While boys were trained to be political soldiers, girls were to prepare for motherhood. Under the Nazis, grammar school and university places were limited for girls, and there were almost no places for girls in the elite boarding schools set up by the Nazis as academies for future leaders.

Teachers had little scope to oppose this indoctrination. Jewish teachers and opponents of the regime were removed, and staff who remained had to swear allegiance to Hitler, attend ideological training camps and join the National Socialist Teachers’ League.

But there was also much voluntary support for Hitler among teachers.

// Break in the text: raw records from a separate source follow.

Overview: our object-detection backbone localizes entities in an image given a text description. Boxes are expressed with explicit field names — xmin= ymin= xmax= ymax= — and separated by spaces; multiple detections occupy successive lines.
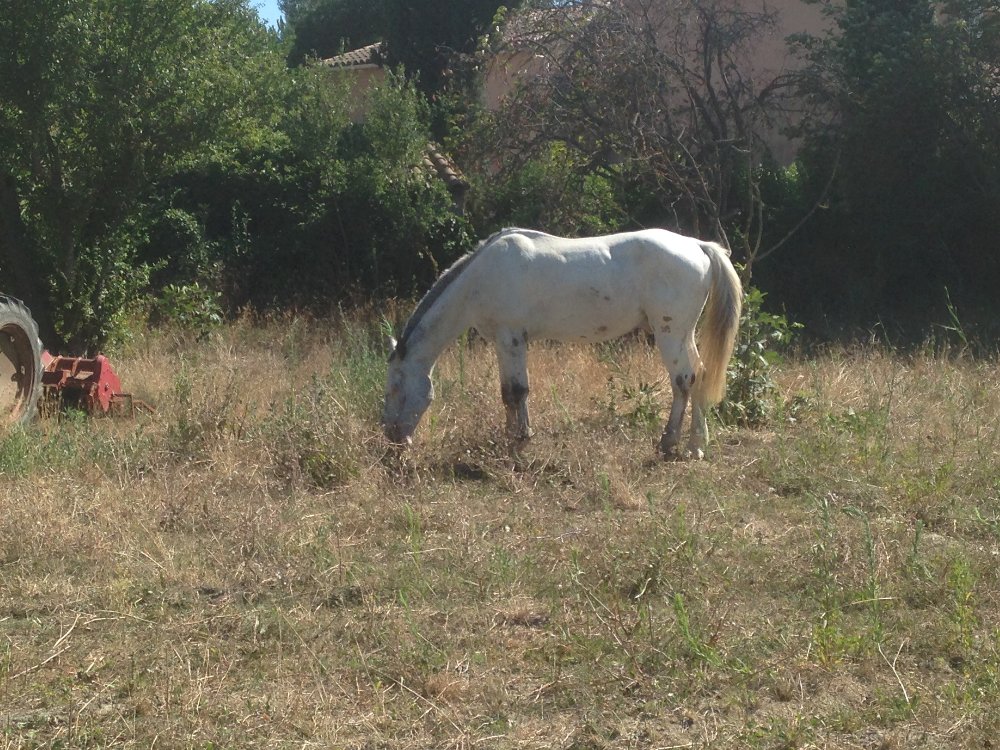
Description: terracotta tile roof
xmin=320 ymin=42 xmax=382 ymax=68
xmin=424 ymin=143 xmax=468 ymax=188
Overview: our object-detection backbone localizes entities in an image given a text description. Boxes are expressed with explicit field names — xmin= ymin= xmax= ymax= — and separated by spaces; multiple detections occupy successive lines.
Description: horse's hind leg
xmin=656 ymin=331 xmax=701 ymax=458
xmin=496 ymin=332 xmax=531 ymax=440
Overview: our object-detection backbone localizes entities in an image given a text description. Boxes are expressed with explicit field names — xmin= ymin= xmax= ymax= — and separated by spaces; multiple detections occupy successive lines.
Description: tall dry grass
xmin=0 ymin=318 xmax=1000 ymax=748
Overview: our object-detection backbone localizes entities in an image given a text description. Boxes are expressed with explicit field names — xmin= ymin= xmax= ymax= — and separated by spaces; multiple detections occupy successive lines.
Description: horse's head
xmin=382 ymin=340 xmax=434 ymax=445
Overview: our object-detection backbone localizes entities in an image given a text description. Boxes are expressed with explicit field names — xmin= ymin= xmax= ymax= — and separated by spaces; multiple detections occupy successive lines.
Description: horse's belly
xmin=524 ymin=291 xmax=646 ymax=343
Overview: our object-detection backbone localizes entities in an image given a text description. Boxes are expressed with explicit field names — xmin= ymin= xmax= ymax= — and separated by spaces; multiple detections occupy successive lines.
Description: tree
xmin=0 ymin=0 xmax=284 ymax=350
xmin=460 ymin=0 xmax=796 ymax=270
xmin=784 ymin=0 xmax=1000 ymax=329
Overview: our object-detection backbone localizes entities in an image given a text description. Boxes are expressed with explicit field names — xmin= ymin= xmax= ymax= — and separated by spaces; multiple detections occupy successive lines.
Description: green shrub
xmin=719 ymin=287 xmax=801 ymax=427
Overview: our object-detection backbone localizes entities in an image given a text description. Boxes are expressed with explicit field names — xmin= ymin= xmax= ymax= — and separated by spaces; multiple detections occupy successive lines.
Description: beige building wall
xmin=482 ymin=0 xmax=828 ymax=164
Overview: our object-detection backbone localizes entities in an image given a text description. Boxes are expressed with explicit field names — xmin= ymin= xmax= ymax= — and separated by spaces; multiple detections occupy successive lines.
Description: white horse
xmin=382 ymin=229 xmax=742 ymax=458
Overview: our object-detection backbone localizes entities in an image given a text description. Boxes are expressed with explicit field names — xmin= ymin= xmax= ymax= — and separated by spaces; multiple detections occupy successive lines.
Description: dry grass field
xmin=0 ymin=318 xmax=1000 ymax=750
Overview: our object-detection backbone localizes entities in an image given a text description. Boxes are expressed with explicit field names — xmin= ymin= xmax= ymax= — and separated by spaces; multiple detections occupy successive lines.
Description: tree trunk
xmin=0 ymin=174 xmax=58 ymax=346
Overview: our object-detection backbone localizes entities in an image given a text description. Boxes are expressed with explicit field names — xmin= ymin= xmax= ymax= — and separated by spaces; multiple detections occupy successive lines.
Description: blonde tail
xmin=692 ymin=242 xmax=743 ymax=406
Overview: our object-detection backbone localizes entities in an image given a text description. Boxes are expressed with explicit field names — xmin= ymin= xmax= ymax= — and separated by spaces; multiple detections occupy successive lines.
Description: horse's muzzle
xmin=382 ymin=424 xmax=413 ymax=448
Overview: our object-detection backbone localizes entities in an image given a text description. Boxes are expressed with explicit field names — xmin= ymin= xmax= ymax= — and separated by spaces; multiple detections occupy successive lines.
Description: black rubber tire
xmin=0 ymin=294 xmax=42 ymax=428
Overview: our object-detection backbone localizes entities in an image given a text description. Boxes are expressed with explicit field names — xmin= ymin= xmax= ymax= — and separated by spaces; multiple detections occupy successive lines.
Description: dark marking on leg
xmin=500 ymin=382 xmax=528 ymax=407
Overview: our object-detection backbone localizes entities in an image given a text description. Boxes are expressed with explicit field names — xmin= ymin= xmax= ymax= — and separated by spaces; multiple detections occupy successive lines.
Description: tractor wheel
xmin=0 ymin=294 xmax=42 ymax=428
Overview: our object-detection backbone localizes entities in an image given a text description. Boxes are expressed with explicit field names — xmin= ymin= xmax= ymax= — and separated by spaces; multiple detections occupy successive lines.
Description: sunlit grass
xmin=0 ymin=318 xmax=1000 ymax=748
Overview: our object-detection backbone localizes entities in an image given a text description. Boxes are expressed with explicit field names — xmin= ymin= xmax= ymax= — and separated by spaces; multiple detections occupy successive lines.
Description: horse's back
xmin=468 ymin=229 xmax=709 ymax=341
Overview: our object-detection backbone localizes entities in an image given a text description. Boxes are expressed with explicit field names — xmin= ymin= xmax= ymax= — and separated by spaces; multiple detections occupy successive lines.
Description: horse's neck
xmin=407 ymin=279 xmax=469 ymax=369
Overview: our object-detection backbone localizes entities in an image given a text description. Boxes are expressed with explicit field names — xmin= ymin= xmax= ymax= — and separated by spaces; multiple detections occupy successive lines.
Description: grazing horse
xmin=382 ymin=229 xmax=742 ymax=458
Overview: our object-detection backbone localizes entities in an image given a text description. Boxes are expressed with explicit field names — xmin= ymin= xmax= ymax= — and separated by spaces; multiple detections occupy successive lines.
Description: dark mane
xmin=389 ymin=229 xmax=536 ymax=361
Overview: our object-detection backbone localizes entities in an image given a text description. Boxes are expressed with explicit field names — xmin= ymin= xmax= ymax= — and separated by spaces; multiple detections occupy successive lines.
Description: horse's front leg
xmin=496 ymin=332 xmax=531 ymax=440
xmin=660 ymin=381 xmax=690 ymax=456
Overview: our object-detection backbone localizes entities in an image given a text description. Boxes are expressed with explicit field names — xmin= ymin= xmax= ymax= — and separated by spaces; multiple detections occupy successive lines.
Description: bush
xmin=719 ymin=287 xmax=801 ymax=427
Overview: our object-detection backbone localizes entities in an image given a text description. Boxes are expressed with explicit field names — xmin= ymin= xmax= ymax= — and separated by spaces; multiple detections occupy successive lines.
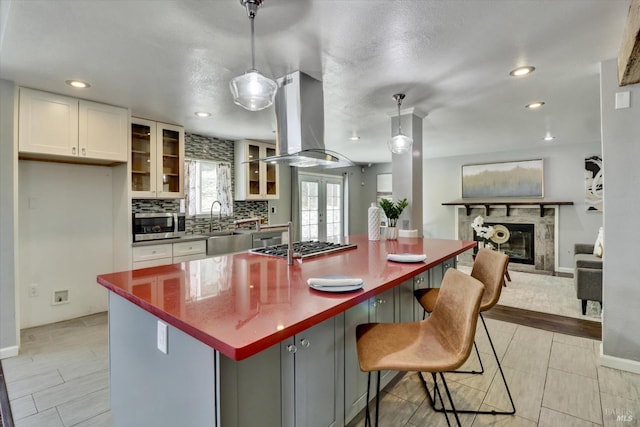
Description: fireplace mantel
xmin=442 ymin=199 xmax=573 ymax=217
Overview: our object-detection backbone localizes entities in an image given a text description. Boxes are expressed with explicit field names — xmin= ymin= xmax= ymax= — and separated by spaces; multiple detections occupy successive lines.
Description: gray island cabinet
xmin=98 ymin=236 xmax=475 ymax=427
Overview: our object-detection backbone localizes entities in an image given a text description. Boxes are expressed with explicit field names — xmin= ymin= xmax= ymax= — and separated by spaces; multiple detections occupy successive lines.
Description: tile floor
xmin=2 ymin=274 xmax=640 ymax=427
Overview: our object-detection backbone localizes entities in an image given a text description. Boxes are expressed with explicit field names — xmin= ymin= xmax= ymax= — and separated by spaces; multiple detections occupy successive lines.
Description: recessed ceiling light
xmin=65 ymin=80 xmax=91 ymax=89
xmin=509 ymin=65 xmax=536 ymax=77
xmin=524 ymin=101 xmax=544 ymax=110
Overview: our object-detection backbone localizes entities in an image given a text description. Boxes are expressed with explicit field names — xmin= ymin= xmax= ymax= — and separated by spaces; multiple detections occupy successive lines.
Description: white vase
xmin=386 ymin=227 xmax=398 ymax=240
xmin=367 ymin=203 xmax=380 ymax=240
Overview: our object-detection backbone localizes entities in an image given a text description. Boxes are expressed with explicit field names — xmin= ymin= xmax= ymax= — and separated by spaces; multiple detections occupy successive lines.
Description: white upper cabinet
xmin=131 ymin=117 xmax=184 ymax=199
xmin=18 ymin=88 xmax=129 ymax=163
xmin=235 ymin=140 xmax=280 ymax=200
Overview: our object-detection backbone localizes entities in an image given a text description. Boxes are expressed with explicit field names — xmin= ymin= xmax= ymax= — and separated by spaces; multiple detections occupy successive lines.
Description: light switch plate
xmin=158 ymin=320 xmax=167 ymax=354
xmin=616 ymin=91 xmax=631 ymax=110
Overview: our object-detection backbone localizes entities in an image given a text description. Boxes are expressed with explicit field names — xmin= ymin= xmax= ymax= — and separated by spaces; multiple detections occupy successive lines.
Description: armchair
xmin=573 ymin=243 xmax=602 ymax=314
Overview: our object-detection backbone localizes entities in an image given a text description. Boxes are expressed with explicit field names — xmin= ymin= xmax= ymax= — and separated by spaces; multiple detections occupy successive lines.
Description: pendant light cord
xmin=249 ymin=15 xmax=256 ymax=70
xmin=398 ymin=98 xmax=402 ymax=135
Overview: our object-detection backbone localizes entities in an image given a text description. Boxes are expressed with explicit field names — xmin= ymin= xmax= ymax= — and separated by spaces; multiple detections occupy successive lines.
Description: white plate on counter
xmin=387 ymin=254 xmax=427 ymax=262
xmin=307 ymin=274 xmax=364 ymax=292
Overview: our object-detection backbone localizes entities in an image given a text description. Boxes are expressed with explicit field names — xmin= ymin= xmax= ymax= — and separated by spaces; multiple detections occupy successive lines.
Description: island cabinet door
xmin=281 ymin=314 xmax=344 ymax=427
xmin=429 ymin=257 xmax=456 ymax=288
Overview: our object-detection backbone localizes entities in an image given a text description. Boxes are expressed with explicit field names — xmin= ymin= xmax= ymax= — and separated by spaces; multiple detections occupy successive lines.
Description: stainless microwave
xmin=133 ymin=212 xmax=186 ymax=242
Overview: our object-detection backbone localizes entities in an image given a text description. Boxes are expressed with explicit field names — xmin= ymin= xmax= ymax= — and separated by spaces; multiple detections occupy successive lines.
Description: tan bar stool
xmin=356 ymin=269 xmax=484 ymax=426
xmin=414 ymin=248 xmax=516 ymax=415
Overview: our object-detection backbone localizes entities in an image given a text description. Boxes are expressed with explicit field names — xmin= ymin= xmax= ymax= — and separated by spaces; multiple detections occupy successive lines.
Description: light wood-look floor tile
xmin=33 ymin=371 xmax=109 ymax=411
xmin=57 ymin=388 xmax=111 ymax=426
xmin=542 ymin=368 xmax=602 ymax=424
xmin=538 ymin=408 xmax=600 ymax=427
xmin=600 ymin=392 xmax=640 ymax=427
xmin=472 ymin=405 xmax=537 ymax=427
xmin=15 ymin=408 xmax=65 ymax=427
xmin=484 ymin=366 xmax=545 ymax=422
xmin=549 ymin=341 xmax=598 ymax=379
xmin=11 ymin=394 xmax=38 ymax=420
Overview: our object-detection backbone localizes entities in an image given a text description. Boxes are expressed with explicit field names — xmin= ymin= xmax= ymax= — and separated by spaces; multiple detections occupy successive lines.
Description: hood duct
xmin=260 ymin=71 xmax=354 ymax=168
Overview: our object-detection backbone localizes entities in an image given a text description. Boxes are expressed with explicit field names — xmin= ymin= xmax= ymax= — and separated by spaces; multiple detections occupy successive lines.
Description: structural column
xmin=391 ymin=108 xmax=426 ymax=237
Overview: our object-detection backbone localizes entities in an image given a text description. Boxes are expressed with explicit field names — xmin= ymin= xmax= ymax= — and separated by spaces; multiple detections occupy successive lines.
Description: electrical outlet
xmin=158 ymin=320 xmax=167 ymax=354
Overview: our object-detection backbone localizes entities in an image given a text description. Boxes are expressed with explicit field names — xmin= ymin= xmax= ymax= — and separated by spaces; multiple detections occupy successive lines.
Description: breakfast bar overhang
xmin=98 ymin=235 xmax=476 ymax=427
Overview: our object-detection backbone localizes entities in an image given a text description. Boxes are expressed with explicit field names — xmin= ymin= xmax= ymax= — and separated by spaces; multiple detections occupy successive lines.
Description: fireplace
xmin=457 ymin=206 xmax=557 ymax=274
xmin=473 ymin=222 xmax=536 ymax=265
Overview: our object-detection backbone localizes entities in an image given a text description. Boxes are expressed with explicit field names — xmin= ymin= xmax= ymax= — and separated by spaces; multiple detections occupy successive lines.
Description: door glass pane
xmin=247 ymin=145 xmax=260 ymax=196
xmin=131 ymin=123 xmax=151 ymax=191
xmin=266 ymin=148 xmax=278 ymax=196
xmin=162 ymin=129 xmax=180 ymax=193
xmin=326 ymin=183 xmax=342 ymax=240
xmin=300 ymin=181 xmax=319 ymax=241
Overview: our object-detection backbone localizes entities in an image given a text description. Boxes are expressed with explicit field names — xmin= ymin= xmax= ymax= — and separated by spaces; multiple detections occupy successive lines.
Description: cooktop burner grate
xmin=249 ymin=240 xmax=357 ymax=258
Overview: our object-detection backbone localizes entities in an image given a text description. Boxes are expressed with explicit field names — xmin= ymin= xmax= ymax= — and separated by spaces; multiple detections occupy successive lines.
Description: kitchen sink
xmin=200 ymin=230 xmax=252 ymax=256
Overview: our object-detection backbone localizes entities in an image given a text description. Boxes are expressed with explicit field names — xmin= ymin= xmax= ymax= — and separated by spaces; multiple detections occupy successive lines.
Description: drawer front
xmin=173 ymin=240 xmax=207 ymax=257
xmin=133 ymin=244 xmax=173 ymax=262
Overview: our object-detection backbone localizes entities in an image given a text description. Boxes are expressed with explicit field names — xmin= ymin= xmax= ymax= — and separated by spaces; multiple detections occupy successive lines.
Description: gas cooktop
xmin=249 ymin=240 xmax=357 ymax=258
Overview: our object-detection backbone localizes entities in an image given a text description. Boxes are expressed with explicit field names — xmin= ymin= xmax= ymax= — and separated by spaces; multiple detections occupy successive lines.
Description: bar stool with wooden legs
xmin=414 ymin=248 xmax=516 ymax=415
xmin=356 ymin=269 xmax=484 ymax=426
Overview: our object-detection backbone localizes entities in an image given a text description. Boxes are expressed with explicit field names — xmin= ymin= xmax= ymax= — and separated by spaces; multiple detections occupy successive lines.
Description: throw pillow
xmin=593 ymin=227 xmax=604 ymax=258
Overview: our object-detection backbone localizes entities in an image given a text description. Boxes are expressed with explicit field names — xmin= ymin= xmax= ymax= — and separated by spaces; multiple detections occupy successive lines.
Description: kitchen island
xmin=98 ymin=235 xmax=475 ymax=427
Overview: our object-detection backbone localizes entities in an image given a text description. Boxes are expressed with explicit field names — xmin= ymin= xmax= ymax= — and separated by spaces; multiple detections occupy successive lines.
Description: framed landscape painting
xmin=462 ymin=159 xmax=544 ymax=198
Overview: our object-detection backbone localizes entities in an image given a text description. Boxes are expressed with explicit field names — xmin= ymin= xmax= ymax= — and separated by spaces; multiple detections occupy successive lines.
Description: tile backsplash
xmin=131 ymin=133 xmax=269 ymax=234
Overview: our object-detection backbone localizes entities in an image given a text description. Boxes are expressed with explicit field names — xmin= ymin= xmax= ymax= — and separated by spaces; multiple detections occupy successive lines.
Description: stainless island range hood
xmin=258 ymin=71 xmax=354 ymax=168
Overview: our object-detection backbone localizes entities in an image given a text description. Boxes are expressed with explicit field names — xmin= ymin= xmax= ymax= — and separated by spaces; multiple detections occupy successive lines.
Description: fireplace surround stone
xmin=457 ymin=206 xmax=556 ymax=274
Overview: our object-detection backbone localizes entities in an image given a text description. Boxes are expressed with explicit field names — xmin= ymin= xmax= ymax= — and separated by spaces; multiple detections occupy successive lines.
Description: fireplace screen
xmin=473 ymin=222 xmax=536 ymax=265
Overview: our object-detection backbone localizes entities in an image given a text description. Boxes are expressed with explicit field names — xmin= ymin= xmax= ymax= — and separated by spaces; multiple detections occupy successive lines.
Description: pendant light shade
xmin=229 ymin=70 xmax=278 ymax=111
xmin=229 ymin=0 xmax=278 ymax=111
xmin=389 ymin=93 xmax=413 ymax=154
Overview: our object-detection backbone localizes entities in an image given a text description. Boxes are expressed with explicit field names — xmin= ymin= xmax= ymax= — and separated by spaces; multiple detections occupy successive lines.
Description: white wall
xmin=18 ymin=160 xmax=113 ymax=328
xmin=422 ymin=144 xmax=608 ymax=269
xmin=600 ymin=60 xmax=640 ymax=373
xmin=0 ymin=80 xmax=20 ymax=359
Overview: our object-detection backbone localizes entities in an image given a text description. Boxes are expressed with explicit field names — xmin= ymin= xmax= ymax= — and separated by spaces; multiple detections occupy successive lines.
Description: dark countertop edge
xmin=97 ymin=239 xmax=477 ymax=361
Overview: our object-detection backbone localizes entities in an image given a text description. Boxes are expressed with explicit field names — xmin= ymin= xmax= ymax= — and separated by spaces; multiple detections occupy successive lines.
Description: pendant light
xmin=229 ymin=0 xmax=278 ymax=111
xmin=389 ymin=93 xmax=413 ymax=154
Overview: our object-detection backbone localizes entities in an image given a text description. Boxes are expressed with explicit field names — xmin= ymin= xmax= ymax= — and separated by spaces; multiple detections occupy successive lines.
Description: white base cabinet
xmin=133 ymin=240 xmax=207 ymax=270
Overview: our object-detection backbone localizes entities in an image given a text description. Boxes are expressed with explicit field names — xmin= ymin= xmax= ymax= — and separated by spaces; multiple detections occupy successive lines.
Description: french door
xmin=299 ymin=173 xmax=344 ymax=242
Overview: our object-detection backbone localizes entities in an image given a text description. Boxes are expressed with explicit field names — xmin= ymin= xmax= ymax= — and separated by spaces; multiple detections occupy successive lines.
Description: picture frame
xmin=462 ymin=159 xmax=544 ymax=199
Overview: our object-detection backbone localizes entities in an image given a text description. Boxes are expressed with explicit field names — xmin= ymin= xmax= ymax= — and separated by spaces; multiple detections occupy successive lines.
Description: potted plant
xmin=380 ymin=197 xmax=409 ymax=240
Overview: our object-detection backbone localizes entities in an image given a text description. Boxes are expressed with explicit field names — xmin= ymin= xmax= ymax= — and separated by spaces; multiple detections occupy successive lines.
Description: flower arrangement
xmin=471 ymin=215 xmax=495 ymax=248
xmin=380 ymin=197 xmax=409 ymax=227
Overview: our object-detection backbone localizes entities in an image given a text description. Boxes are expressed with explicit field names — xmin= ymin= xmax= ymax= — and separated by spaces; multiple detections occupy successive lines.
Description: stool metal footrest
xmin=418 ymin=313 xmax=516 ymax=415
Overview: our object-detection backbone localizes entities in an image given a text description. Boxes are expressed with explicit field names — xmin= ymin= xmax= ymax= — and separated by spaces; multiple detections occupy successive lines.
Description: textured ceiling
xmin=0 ymin=0 xmax=630 ymax=163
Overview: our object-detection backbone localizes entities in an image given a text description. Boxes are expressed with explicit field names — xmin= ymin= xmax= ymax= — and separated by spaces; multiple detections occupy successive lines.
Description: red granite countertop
xmin=98 ymin=235 xmax=476 ymax=360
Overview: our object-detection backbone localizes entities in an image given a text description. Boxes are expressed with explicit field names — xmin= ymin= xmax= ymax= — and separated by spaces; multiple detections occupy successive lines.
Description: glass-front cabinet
xmin=131 ymin=117 xmax=184 ymax=199
xmin=235 ymin=140 xmax=279 ymax=200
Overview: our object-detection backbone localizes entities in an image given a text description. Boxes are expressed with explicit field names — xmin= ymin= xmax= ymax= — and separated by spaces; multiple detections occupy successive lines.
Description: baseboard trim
xmin=600 ymin=343 xmax=640 ymax=374
xmin=556 ymin=267 xmax=573 ymax=274
xmin=0 ymin=345 xmax=20 ymax=360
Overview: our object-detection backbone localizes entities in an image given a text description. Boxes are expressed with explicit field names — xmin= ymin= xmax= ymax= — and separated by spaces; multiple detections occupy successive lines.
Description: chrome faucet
xmin=209 ymin=200 xmax=222 ymax=233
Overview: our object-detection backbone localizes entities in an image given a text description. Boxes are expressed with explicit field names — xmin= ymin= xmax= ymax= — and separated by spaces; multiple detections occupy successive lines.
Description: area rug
xmin=458 ymin=265 xmax=602 ymax=322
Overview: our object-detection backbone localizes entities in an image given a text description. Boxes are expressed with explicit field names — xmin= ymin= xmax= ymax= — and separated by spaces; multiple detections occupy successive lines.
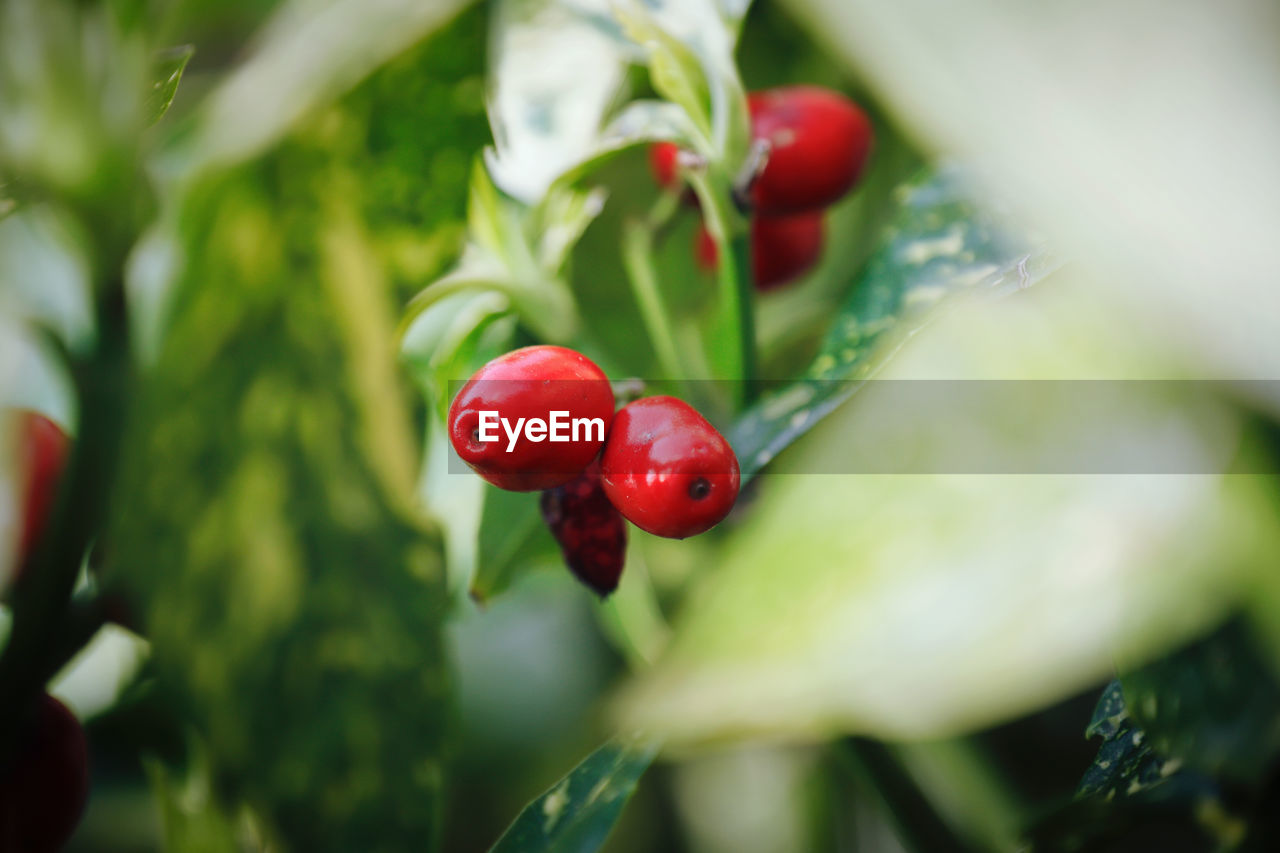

By 1936 one teacher in three was a member of the Nazi party. And many Nazi gauleiters (local leaders) were former teachers.

But the Nazi schools experiment ultimately failed. The political ransacking of the curriculum, the disruption of sports and Hitler Youth events and the blocking of lessons for girls all contributed to a collapse in standards. Ironically, for a system designed to produce warriors, it was the German army which raised complaints that its recruits lacked basic levels of general knowledge.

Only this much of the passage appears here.